Trata, ainda, de “rastreamento” do que fazem os usuários em aplicativos de mensagens e rotulação de todos os conteúdos originais, com informações de seus autores. Não há sinais claros como essa norma, que sofre ao mesmo tempo de larga ambiguidade e de falhas estruturais, poderá ser usada pelo setor público para viabilizar sistemas de vigilância maciça dos brasileiros. É provável que, no futuro, seja desvirtuada de suas boas intenções e servirá para a fabricação de soluções arbitrárias. Sua vaguidão pode acabar por municiar autoridades públicas interessadas em cometer abusos e a perseguir dissidentes políticos como ocorre frequentemente em outros países.

Falando em insegurança jurídica, se um usuário sinalizar que tem mero interesse em judicializar algum conteúdo, os provedores de aplicação têm 48 horas para remover o conteúdo, sob pena serem responsabilizados. Não sabemos se essa lei será aplicada, levando a excessos, ou se será ignorada quebrando a confiança na lei. Ambas situações geram insegurança jurídica e todos sabemos os prejuízos disso em termos de desenvolvimento socioeconômico do Brasil.

O PL, em realidade, contorna com soluções sumárias, algumas claramente inconstitucionais: o debate profundo e necessário sobre a definição de conceitos que ela busca punir. Ela define mal problemas como desinformação, rede social, espaços públicos e privados na Internet, “contas inautênticas”, vedação ao anonimato, entre outros. 

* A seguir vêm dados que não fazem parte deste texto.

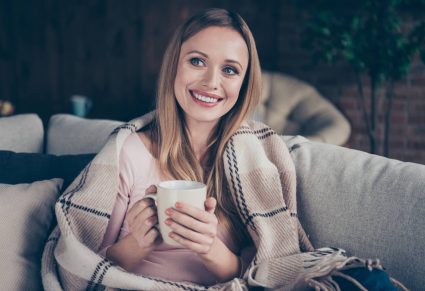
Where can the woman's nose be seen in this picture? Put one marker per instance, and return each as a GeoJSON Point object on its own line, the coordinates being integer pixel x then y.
{"type": "Point", "coordinates": [211, 79]}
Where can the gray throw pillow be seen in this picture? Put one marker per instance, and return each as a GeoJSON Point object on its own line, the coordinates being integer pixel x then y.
{"type": "Point", "coordinates": [26, 215]}
{"type": "Point", "coordinates": [22, 133]}
{"type": "Point", "coordinates": [69, 135]}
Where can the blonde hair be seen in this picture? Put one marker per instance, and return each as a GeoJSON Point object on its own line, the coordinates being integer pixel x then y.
{"type": "Point", "coordinates": [169, 133]}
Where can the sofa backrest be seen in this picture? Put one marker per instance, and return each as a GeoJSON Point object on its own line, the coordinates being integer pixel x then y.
{"type": "Point", "coordinates": [293, 107]}
{"type": "Point", "coordinates": [371, 206]}
{"type": "Point", "coordinates": [70, 134]}
{"type": "Point", "coordinates": [22, 133]}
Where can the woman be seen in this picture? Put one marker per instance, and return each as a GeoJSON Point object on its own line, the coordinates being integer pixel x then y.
{"type": "Point", "coordinates": [209, 83]}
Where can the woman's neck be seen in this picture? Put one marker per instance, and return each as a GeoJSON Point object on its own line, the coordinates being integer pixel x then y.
{"type": "Point", "coordinates": [199, 134]}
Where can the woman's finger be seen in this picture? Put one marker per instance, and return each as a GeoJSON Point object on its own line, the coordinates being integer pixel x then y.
{"type": "Point", "coordinates": [195, 212]}
{"type": "Point", "coordinates": [138, 207]}
{"type": "Point", "coordinates": [210, 205]}
{"type": "Point", "coordinates": [145, 214]}
{"type": "Point", "coordinates": [151, 189]}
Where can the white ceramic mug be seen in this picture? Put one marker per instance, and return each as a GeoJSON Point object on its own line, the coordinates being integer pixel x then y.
{"type": "Point", "coordinates": [170, 192]}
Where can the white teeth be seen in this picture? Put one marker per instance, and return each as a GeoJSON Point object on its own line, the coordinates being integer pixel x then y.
{"type": "Point", "coordinates": [205, 99]}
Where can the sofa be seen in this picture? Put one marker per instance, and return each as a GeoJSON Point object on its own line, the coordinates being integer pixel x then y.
{"type": "Point", "coordinates": [371, 206]}
{"type": "Point", "coordinates": [293, 107]}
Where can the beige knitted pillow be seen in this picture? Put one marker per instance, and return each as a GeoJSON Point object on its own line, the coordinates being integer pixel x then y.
{"type": "Point", "coordinates": [26, 215]}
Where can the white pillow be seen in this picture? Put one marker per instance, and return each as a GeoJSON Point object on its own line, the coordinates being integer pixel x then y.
{"type": "Point", "coordinates": [26, 215]}
{"type": "Point", "coordinates": [22, 133]}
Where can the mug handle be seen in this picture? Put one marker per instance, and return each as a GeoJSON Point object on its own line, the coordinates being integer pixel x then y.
{"type": "Point", "coordinates": [152, 196]}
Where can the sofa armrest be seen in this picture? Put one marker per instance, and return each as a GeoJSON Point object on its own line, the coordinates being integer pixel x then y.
{"type": "Point", "coordinates": [371, 206]}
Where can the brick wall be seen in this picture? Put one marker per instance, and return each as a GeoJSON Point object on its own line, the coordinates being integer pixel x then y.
{"type": "Point", "coordinates": [338, 84]}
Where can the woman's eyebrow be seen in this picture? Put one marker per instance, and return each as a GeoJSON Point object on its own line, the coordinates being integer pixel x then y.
{"type": "Point", "coordinates": [206, 56]}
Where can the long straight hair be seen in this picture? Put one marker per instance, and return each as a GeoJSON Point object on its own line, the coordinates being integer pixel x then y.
{"type": "Point", "coordinates": [169, 133]}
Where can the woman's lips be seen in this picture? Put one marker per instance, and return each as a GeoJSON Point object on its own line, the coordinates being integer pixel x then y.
{"type": "Point", "coordinates": [205, 99]}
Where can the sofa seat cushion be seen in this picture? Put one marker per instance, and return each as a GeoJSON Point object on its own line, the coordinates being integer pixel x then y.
{"type": "Point", "coordinates": [69, 134]}
{"type": "Point", "coordinates": [22, 133]}
{"type": "Point", "coordinates": [26, 216]}
{"type": "Point", "coordinates": [18, 168]}
{"type": "Point", "coordinates": [371, 206]}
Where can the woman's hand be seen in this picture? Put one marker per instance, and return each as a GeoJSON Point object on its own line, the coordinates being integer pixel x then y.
{"type": "Point", "coordinates": [143, 237]}
{"type": "Point", "coordinates": [140, 222]}
{"type": "Point", "coordinates": [194, 228]}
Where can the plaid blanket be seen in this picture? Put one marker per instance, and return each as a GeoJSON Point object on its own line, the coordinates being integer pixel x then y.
{"type": "Point", "coordinates": [262, 181]}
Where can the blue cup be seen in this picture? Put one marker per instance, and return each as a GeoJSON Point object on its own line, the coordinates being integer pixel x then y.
{"type": "Point", "coordinates": [81, 105]}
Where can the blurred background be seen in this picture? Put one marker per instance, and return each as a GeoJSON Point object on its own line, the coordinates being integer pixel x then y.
{"type": "Point", "coordinates": [361, 56]}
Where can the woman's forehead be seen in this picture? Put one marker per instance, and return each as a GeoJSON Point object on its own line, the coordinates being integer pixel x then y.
{"type": "Point", "coordinates": [220, 42]}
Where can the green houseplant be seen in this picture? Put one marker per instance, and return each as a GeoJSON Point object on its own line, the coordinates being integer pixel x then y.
{"type": "Point", "coordinates": [378, 38]}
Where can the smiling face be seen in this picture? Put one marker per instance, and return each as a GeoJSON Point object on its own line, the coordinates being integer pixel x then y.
{"type": "Point", "coordinates": [210, 72]}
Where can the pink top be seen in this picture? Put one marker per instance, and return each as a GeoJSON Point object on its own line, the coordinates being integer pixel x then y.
{"type": "Point", "coordinates": [138, 170]}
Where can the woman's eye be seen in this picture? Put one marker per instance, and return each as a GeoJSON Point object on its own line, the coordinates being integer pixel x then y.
{"type": "Point", "coordinates": [230, 71]}
{"type": "Point", "coordinates": [196, 62]}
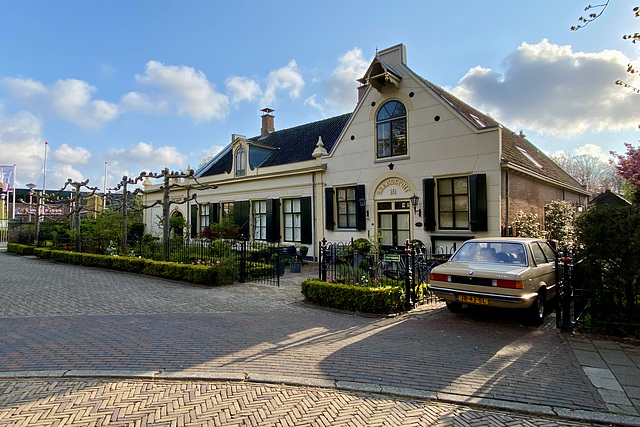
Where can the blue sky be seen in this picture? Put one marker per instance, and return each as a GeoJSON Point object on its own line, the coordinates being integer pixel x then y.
{"type": "Point", "coordinates": [146, 84]}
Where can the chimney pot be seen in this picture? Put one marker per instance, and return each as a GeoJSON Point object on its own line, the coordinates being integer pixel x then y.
{"type": "Point", "coordinates": [268, 122]}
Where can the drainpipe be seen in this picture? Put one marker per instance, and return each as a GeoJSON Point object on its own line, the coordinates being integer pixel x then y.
{"type": "Point", "coordinates": [507, 199]}
{"type": "Point", "coordinates": [313, 212]}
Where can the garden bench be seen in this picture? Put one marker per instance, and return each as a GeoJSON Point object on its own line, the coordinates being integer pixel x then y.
{"type": "Point", "coordinates": [287, 253]}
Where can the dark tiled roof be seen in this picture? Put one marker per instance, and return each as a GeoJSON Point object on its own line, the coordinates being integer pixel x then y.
{"type": "Point", "coordinates": [292, 145]}
{"type": "Point", "coordinates": [510, 143]}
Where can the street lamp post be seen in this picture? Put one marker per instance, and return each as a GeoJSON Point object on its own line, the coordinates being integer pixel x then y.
{"type": "Point", "coordinates": [31, 187]}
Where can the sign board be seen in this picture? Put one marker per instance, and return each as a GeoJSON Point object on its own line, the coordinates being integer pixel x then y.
{"type": "Point", "coordinates": [392, 257]}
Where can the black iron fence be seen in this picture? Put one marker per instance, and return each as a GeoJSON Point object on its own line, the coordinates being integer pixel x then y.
{"type": "Point", "coordinates": [595, 295]}
{"type": "Point", "coordinates": [251, 260]}
{"type": "Point", "coordinates": [407, 267]}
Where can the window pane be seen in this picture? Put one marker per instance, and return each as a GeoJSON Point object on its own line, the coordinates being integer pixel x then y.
{"type": "Point", "coordinates": [446, 204]}
{"type": "Point", "coordinates": [386, 221]}
{"type": "Point", "coordinates": [462, 220]}
{"type": "Point", "coordinates": [403, 222]}
{"type": "Point", "coordinates": [351, 193]}
{"type": "Point", "coordinates": [384, 140]}
{"type": "Point", "coordinates": [460, 185]}
{"type": "Point", "coordinates": [444, 187]}
{"type": "Point", "coordinates": [462, 203]}
{"type": "Point", "coordinates": [446, 220]}
{"type": "Point", "coordinates": [399, 130]}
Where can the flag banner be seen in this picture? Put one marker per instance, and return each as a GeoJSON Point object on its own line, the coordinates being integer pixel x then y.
{"type": "Point", "coordinates": [6, 178]}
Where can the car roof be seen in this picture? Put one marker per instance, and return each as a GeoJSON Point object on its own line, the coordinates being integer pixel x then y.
{"type": "Point", "coordinates": [506, 240]}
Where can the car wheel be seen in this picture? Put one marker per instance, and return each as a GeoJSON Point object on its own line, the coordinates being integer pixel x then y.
{"type": "Point", "coordinates": [536, 311]}
{"type": "Point", "coordinates": [454, 306]}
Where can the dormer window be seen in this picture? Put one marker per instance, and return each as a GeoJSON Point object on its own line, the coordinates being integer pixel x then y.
{"type": "Point", "coordinates": [391, 130]}
{"type": "Point", "coordinates": [241, 162]}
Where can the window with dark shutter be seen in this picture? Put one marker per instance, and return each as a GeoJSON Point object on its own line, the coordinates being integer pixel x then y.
{"type": "Point", "coordinates": [329, 222]}
{"type": "Point", "coordinates": [428, 188]}
{"type": "Point", "coordinates": [478, 202]}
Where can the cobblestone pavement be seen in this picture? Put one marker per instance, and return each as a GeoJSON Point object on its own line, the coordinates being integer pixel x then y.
{"type": "Point", "coordinates": [103, 402]}
{"type": "Point", "coordinates": [60, 320]}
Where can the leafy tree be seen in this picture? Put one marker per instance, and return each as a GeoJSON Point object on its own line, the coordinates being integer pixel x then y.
{"type": "Point", "coordinates": [595, 11]}
{"type": "Point", "coordinates": [527, 225]}
{"type": "Point", "coordinates": [558, 219]}
{"type": "Point", "coordinates": [609, 239]}
{"type": "Point", "coordinates": [628, 167]}
{"type": "Point", "coordinates": [594, 174]}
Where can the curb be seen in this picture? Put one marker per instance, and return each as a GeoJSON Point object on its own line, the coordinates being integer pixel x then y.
{"type": "Point", "coordinates": [493, 404]}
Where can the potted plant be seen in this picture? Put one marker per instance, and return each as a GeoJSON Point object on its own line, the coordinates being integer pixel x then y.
{"type": "Point", "coordinates": [304, 250]}
{"type": "Point", "coordinates": [360, 248]}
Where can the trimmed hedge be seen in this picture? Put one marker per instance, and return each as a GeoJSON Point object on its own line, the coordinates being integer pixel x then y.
{"type": "Point", "coordinates": [222, 274]}
{"type": "Point", "coordinates": [19, 249]}
{"type": "Point", "coordinates": [388, 299]}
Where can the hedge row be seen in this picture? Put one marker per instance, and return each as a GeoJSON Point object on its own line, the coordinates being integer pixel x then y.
{"type": "Point", "coordinates": [388, 299]}
{"type": "Point", "coordinates": [221, 274]}
{"type": "Point", "coordinates": [19, 249]}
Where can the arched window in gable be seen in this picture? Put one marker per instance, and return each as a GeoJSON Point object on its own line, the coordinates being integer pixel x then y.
{"type": "Point", "coordinates": [241, 162]}
{"type": "Point", "coordinates": [391, 130]}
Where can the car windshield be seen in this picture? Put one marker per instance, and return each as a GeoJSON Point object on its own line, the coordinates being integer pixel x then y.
{"type": "Point", "coordinates": [491, 252]}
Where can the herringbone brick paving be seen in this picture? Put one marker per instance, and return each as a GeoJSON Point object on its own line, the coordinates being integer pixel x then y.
{"type": "Point", "coordinates": [63, 317]}
{"type": "Point", "coordinates": [38, 403]}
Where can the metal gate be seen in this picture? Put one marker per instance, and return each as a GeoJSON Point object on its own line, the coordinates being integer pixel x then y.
{"type": "Point", "coordinates": [4, 232]}
{"type": "Point", "coordinates": [407, 266]}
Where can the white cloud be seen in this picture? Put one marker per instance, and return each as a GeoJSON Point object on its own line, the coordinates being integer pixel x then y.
{"type": "Point", "coordinates": [285, 78]}
{"type": "Point", "coordinates": [184, 88]}
{"type": "Point", "coordinates": [340, 89]}
{"type": "Point", "coordinates": [22, 144]}
{"type": "Point", "coordinates": [555, 91]}
{"type": "Point", "coordinates": [342, 86]}
{"type": "Point", "coordinates": [144, 103]}
{"type": "Point", "coordinates": [243, 89]}
{"type": "Point", "coordinates": [71, 99]}
{"type": "Point", "coordinates": [143, 156]}
{"type": "Point", "coordinates": [593, 151]}
{"type": "Point", "coordinates": [71, 155]}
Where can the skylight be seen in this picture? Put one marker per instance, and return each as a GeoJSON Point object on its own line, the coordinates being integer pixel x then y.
{"type": "Point", "coordinates": [530, 157]}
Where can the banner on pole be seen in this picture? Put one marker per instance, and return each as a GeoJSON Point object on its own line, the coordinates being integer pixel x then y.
{"type": "Point", "coordinates": [6, 178]}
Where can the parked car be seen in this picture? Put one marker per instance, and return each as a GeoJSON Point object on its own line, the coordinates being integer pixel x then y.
{"type": "Point", "coordinates": [498, 272]}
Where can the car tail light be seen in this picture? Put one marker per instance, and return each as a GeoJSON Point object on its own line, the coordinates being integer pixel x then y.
{"type": "Point", "coordinates": [439, 277]}
{"type": "Point", "coordinates": [512, 284]}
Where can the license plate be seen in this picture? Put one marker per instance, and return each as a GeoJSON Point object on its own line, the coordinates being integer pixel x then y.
{"type": "Point", "coordinates": [472, 300]}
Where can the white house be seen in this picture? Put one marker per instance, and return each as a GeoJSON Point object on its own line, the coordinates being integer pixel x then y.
{"type": "Point", "coordinates": [356, 175]}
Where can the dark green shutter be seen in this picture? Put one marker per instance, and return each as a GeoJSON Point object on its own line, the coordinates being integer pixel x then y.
{"type": "Point", "coordinates": [194, 220]}
{"type": "Point", "coordinates": [241, 215]}
{"type": "Point", "coordinates": [478, 202]}
{"type": "Point", "coordinates": [273, 220]}
{"type": "Point", "coordinates": [214, 213]}
{"type": "Point", "coordinates": [429, 195]}
{"type": "Point", "coordinates": [361, 211]}
{"type": "Point", "coordinates": [306, 232]}
{"type": "Point", "coordinates": [329, 221]}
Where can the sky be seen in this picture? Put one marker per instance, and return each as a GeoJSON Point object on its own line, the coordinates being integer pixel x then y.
{"type": "Point", "coordinates": [144, 85]}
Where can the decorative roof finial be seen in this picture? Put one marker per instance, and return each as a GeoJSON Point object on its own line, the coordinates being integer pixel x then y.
{"type": "Point", "coordinates": [319, 151]}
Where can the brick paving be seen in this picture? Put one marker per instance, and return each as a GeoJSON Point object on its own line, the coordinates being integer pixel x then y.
{"type": "Point", "coordinates": [103, 402]}
{"type": "Point", "coordinates": [56, 317]}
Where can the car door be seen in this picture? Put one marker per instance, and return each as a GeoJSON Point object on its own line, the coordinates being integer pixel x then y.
{"type": "Point", "coordinates": [544, 271]}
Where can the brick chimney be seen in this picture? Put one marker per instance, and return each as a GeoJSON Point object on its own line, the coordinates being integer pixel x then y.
{"type": "Point", "coordinates": [361, 90]}
{"type": "Point", "coordinates": [268, 125]}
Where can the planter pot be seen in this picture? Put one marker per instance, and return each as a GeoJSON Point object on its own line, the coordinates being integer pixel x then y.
{"type": "Point", "coordinates": [295, 267]}
{"type": "Point", "coordinates": [280, 268]}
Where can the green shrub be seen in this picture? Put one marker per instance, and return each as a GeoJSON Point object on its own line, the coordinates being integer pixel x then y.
{"type": "Point", "coordinates": [20, 249]}
{"type": "Point", "coordinates": [364, 299]}
{"type": "Point", "coordinates": [210, 275]}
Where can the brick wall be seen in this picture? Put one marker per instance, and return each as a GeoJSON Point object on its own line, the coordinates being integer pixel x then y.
{"type": "Point", "coordinates": [530, 195]}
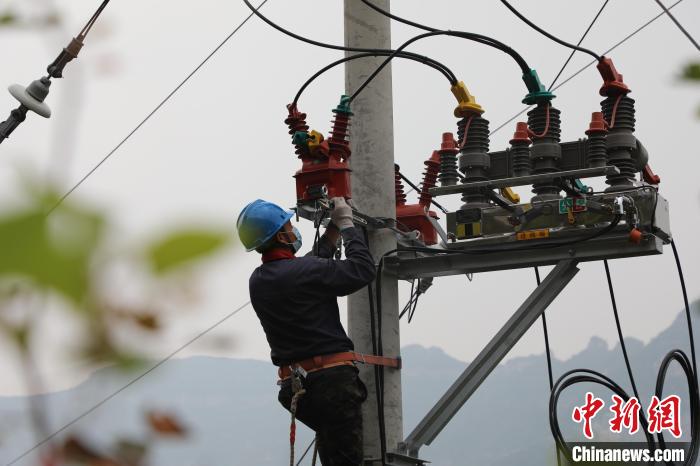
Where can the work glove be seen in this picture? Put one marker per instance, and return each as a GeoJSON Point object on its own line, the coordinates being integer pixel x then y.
{"type": "Point", "coordinates": [341, 216]}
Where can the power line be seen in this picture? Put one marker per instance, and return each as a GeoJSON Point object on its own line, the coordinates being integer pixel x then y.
{"type": "Point", "coordinates": [680, 26]}
{"type": "Point", "coordinates": [582, 69]}
{"type": "Point", "coordinates": [571, 55]}
{"type": "Point", "coordinates": [132, 382]}
{"type": "Point", "coordinates": [154, 111]}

A desinformação precisa ser considerada como um elemento que faz parte do mundo real, que se espalha pela Internet, em todas as suas esferas, e que reflete a disputa por narrativas políticas. É um fenômeno sociopolítico e cultural complexo, cujo tratamento não pode se resumir à variável tecnológica, nem a definições grosseiras. Em outras palavras: não adianta empurrar todas as responsabilidades para as plataformas e esperar que elas desenvolvam uma solução técnica mágica que vá resolver nossos problemas. 

Coibir abusos da liberdade de expressão não é algo que possa ser atacado com soluções simplistas. Pode-se até fazer um paralelo entre o PL e a cloroquina. Trata-se de algo que se propõe a resolver milagrosamente um problema, sem contar com qualquer respaldo dos especialistas e que indica em sua bula efeitos colaterais perigosíssimos.

É preciso uma discussão muito mais aprofundada, não apressada e plural, se quisermos, de fato, resolver tais problemas. O projeto de lei apresenta retórica, mas nenhuma solução à insegurança jurídica. É lamentável que uma lei que se proponha a proteger a informação e o debate público tramite de forma obscurantista e cerceando a discussão. É algo que nos remete de volta a um passado autocrático muito perigoso e, portanto, inaceitável.

*** As opiniões e opiniões expressas neste artigo são de responsabilidade dos autores e não refletem necessariamente a política ou posição oficial de nenhuma instituição a que eles estejam vinculados.